For input variables to my model, I’ll use age categories and also education levels. I set the new categorical variable I created called NumberChildren as the Response variable for a decision tree model. [Footnote 2] Here’s a zoomed out picture of the visual model output.
It’s immediately obvious that age is more informative than schooling. Women under the age of 30 are much more likely to have no children. The width of the grey tree branches makes it easy to see where the majority of the observations are.
I’ll zoom in on the left side of the tree where most of the people are.
The “>= 4.25” means that women on the far left side are over the age of 40. Among older women, the norm is to have 2 or more children. If you are looking for the older women with exactly two children, you are more likely to find them among those who have an education score of larger than “13”, meaning that they have a Bachelor’s degree or higher.
My point is not to posit causal relationships among education and fertility. My point is how awesome these graphs are. You do have to learn some point-and-click functions within SAS Viya to make them.

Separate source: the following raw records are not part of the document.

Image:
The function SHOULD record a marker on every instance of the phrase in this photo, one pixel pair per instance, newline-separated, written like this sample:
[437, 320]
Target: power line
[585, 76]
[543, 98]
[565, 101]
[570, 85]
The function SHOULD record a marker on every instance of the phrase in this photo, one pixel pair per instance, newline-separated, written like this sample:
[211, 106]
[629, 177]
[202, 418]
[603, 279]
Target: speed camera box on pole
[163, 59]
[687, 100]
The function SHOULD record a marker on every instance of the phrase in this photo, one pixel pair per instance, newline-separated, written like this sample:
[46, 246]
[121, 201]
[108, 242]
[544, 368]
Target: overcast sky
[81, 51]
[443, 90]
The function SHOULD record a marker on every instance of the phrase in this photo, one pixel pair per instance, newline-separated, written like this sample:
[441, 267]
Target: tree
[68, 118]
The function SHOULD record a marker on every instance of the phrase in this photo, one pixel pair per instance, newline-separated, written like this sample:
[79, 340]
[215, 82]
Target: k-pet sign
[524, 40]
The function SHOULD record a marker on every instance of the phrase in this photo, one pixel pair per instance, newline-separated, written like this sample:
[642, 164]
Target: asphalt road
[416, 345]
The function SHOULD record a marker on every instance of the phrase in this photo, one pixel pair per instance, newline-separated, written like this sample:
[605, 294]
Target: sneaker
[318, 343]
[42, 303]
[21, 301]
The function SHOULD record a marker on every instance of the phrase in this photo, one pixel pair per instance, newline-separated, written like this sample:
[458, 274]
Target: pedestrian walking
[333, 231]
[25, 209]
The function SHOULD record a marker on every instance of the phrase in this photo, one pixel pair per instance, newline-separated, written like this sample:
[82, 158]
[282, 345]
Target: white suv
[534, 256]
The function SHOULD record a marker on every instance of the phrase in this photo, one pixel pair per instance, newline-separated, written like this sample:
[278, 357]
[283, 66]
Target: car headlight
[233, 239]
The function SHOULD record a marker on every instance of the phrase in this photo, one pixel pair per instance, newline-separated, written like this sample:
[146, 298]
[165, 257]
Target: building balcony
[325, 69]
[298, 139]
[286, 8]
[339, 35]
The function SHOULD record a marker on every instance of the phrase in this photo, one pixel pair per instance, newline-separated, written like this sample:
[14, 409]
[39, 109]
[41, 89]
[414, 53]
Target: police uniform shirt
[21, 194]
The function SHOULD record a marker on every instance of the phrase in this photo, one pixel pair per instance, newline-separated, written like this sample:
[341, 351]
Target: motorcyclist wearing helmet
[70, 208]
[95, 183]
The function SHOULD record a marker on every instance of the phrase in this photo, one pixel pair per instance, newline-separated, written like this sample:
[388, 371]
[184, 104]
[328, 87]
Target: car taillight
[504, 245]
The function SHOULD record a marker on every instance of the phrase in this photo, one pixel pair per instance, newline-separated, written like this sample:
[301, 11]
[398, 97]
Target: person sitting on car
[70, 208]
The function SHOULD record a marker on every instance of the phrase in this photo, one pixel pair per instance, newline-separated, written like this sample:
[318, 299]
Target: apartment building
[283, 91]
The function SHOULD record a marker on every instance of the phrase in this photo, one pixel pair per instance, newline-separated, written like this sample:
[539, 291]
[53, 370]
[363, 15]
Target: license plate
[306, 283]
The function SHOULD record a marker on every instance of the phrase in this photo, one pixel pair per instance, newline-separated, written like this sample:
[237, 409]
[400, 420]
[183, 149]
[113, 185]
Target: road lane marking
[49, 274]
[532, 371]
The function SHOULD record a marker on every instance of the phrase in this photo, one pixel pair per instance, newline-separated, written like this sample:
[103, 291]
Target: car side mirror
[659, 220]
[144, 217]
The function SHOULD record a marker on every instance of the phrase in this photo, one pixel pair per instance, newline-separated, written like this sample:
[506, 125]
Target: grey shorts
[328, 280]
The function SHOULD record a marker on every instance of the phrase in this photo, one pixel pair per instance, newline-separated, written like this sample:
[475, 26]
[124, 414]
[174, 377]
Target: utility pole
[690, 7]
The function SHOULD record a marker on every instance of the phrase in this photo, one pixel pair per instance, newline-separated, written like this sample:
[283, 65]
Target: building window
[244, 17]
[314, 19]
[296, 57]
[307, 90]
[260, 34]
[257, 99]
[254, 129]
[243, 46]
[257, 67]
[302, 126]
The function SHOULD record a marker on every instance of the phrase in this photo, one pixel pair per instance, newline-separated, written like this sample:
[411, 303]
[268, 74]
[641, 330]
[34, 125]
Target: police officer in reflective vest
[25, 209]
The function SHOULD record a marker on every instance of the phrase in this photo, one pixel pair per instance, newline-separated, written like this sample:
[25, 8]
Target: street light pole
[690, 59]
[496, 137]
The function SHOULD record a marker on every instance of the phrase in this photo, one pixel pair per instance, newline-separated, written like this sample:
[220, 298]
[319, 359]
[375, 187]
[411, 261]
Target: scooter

But I don’t know of any other software that can produce this.
SAS Viya also provides tables and statistics on each node, which is more like what I could get from free open source software a few years ago when I looked into decision tree packages.
[Footnote 1] If you want to replicate what I did, know that the USCENSUS1990 dataset in SAS Viya comes with no explanation. Google brought me to UCI, where I found what I needed in terms of technical documentation.
dAge, iFertil, iSex, iYearsch are the names of the variables you will find in SAS. To create my graphs and models, I converted some of them to categorical variables using the “+New Data Item -> Custom Category” functions. No programming is required.
iSex: 0 indicates Male, 1 indicates Female
dAge is coded as follows: 0 is babies; 1 is under 13, 2 is under 20 (but over 13), 3 is under 30, 4 is under 40, 5 is under 50, 6 is under 65, 7 is for 65 and over
iFertil is coded: 0 is either less than 15 years old or male, 1 is no child, 2 means they have one child (confusing…), 3 means they have two children, all the way up to a 13 which is the code for 12 or more children
iYearsch: 3-10 refers to primary school up to a 10 indicating graduating from high school, 11-13 refer to some college and associate degrees, 14 is a Bachelors degree, 15-17 refers to higher degrees
[Footnote 2] I decided to set Maximum levels to 5 in Options. This keeps the tree smaller which looks better in the blog.